Bursa'nın tarihi Mudanya yolunda siyah bir Mercedes, akşam güneşinin altın rengi bir rengi ile bir insanın içinde gelişmeye devam ediyor. Zeytin ağaçlarının gölgeleri uzuyor, şehir yavaş yavaş geceye hazırlanıyordu. 42 yaşındaki başarılı bir yazılım şirketi sahibi Cengiz Taşkıran, üç haftalık İzmir seyahatlerinden dönerken bir yandan İtalyan kravatını düzeltiyor, bir yandan tabletinde şirket raporlarını inceliyordu. Kariyerinin en önemli anlaşmasını imzalamıştı ve şimdi tek istediği, eve varıp yedi yaşındaki oğlu Kuzey'e sarılmaktı.

“Az kaldı beyefendi, beş dakika içinde varırız” dedi Rüstem amca, ailenin yıllardır güvendiği şoförü. Ama Cengiz, evindeki sorunla ilgili Rüstem'in sesi titredi. Nergiz Hanım hayır işleriyle meşguldü, ev sakindi, dedi. Fakat sesindeki bir şey Cengiz'in kaşlarını çattırdı.

Bursa'nın gözde semti Çekirge'deki taş konaklar nihayet göründüğünde, Cengiz derin bir nefes aldı. Konağın gümüşi, Osmanlı mimarisinden takip eden avlusu ve Uludağ'a bakan pencereleriyle gururuydu. Fakat Rüstem'in bakışları komşu konağa kayınca, Cengiz de gözünün gittiği ve ciğerlerindeki havanın boşaldığını hissediyor.

Kuzey, komşuları Gülderen Hanım'ın merdivenlerinde oturuyordu. Üzerinde birkaç beden büyük bir tişört, ellerinde bulunan bir Çin kasesi vardı. Cengiz, ürününün belirgin şekilde zayıfladığını fark etti. Arabadan inmeden kapısı açıldı, taş yolda hızla geometrik. Gülderen Hanım, 50 yaşında, anaç yüzlü bir kadındı. Cengiz'in yaklaştığı gelişmeler endişelendi. Kuzey yüzlerini kaldırdı, gözlerindeki rahatlama ve küçültme karışımı bir fayda vardı.

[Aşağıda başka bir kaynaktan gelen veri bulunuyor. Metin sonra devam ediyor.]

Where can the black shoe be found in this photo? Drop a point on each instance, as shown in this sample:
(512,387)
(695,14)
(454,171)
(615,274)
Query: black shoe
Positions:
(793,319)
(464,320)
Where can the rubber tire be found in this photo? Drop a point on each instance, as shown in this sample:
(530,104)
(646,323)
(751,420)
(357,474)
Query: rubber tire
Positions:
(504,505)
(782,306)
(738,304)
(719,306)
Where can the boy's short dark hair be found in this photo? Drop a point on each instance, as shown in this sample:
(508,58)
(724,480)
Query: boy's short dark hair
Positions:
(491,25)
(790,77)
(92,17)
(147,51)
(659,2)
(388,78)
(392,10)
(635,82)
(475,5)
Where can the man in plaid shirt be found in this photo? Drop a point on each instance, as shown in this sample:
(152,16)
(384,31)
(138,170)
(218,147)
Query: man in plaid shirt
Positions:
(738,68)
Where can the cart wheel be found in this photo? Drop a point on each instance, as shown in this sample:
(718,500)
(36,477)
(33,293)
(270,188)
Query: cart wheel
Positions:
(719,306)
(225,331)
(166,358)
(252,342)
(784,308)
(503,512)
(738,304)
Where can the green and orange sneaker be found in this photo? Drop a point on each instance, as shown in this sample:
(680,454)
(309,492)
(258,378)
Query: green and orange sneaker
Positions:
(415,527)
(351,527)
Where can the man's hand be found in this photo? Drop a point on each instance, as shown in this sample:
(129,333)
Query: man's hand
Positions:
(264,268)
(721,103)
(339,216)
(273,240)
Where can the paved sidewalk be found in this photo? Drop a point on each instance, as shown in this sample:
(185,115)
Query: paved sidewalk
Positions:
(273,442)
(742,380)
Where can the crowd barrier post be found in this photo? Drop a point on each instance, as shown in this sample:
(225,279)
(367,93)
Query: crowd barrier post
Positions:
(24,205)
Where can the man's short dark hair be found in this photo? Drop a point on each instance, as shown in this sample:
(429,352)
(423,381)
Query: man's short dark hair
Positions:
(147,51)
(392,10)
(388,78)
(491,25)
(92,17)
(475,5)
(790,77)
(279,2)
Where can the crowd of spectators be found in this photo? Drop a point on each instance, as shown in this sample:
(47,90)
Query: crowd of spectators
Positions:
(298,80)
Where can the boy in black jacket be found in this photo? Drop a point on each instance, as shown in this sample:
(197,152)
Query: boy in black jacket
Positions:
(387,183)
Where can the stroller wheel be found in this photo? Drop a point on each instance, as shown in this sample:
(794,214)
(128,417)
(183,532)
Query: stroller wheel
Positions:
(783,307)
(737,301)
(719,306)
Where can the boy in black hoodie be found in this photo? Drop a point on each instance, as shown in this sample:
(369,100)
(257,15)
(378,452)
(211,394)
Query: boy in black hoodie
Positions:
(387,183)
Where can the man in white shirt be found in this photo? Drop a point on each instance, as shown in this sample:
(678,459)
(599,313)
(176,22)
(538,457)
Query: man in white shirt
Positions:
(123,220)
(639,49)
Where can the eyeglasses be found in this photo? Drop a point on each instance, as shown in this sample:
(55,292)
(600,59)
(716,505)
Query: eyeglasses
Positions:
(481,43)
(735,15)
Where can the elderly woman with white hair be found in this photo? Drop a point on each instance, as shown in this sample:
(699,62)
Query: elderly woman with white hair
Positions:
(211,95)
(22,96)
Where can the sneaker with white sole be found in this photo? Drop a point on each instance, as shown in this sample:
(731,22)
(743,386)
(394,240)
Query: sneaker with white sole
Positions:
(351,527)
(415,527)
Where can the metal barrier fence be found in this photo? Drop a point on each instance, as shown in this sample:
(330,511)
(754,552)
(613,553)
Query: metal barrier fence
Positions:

“Oğlum burada nesin? Nergiz nerede?” diye sordu Cengiz, sesi endişeyle kalınlaşmıştı. Gülderen Hanım boğazını temizleyerek, “Kuzey birkaç saat önce karnı aç şekilde geldi” dedi. “Aç mı?” bölgede Cengiz'in boğazından boğuk bir hırıltı gibi çıktı. Kuzey başını eğdi. Gülderen Hanım anlatırken Cengiz'in dünyasında paramparça oluyordu.

Nergiz Hanım akşam yemeği için yeterli yiyecek vermediğini, Kuzey'e yarına kadar beklemesini söylemişti. Kuzeyin sesi neredeyse duyulmayacak kadar hafifti. "Bu ilk kez değil Cengiz Bey. Son sıra birkaç haftadır küçük bey ara bize geldi. Bazen bir bardak ayran, bazen biraz çorba için" dedi Gülderen Hanım.

Cengiz, Uludağ'ın soğuk rüzgarları gibi bir ürpertiyle sarsıldı. Oğlunun bir zamanlarının dolguları çökmüştü, kollarının parçalarının içinde kaybolmuştu. “Neden bana söylemedin oğlum?” dedi Cengiz, gözlerinde biriken yaşlarını saklamaya devam ediyor. Kuzey, "Nergiz teyze telefonumu aldı. Yaralanmazlık geçirdi, seni rahatsız etmem durumunu söyledi. Anlaşmanı yapmıyorsun" dedi Kuzey. Ayrıca “Sana söylersem beni sevmeyeceğini söyledi.”

Gülderen Hanım boğazını temizledi. Kocası Bülent Bey geçen hafta Kuzey'i bahçe duvarında üşürken görmüş, eve alıp çorba vermiş. O zamandan beri birkaç kez daha geldi. “Nergiz evdeyken neredeydi?” diye sordu Cengiz. Gülderen Hanım, “Çoğunlukla dışardaydı, yöntemlerle çay içmeye devam ediyordu, bazen geç saatlere kadar dönmüyordu” dedi. “Dün gece sizin evde yüksek sesli kahkahalar duyuldu.”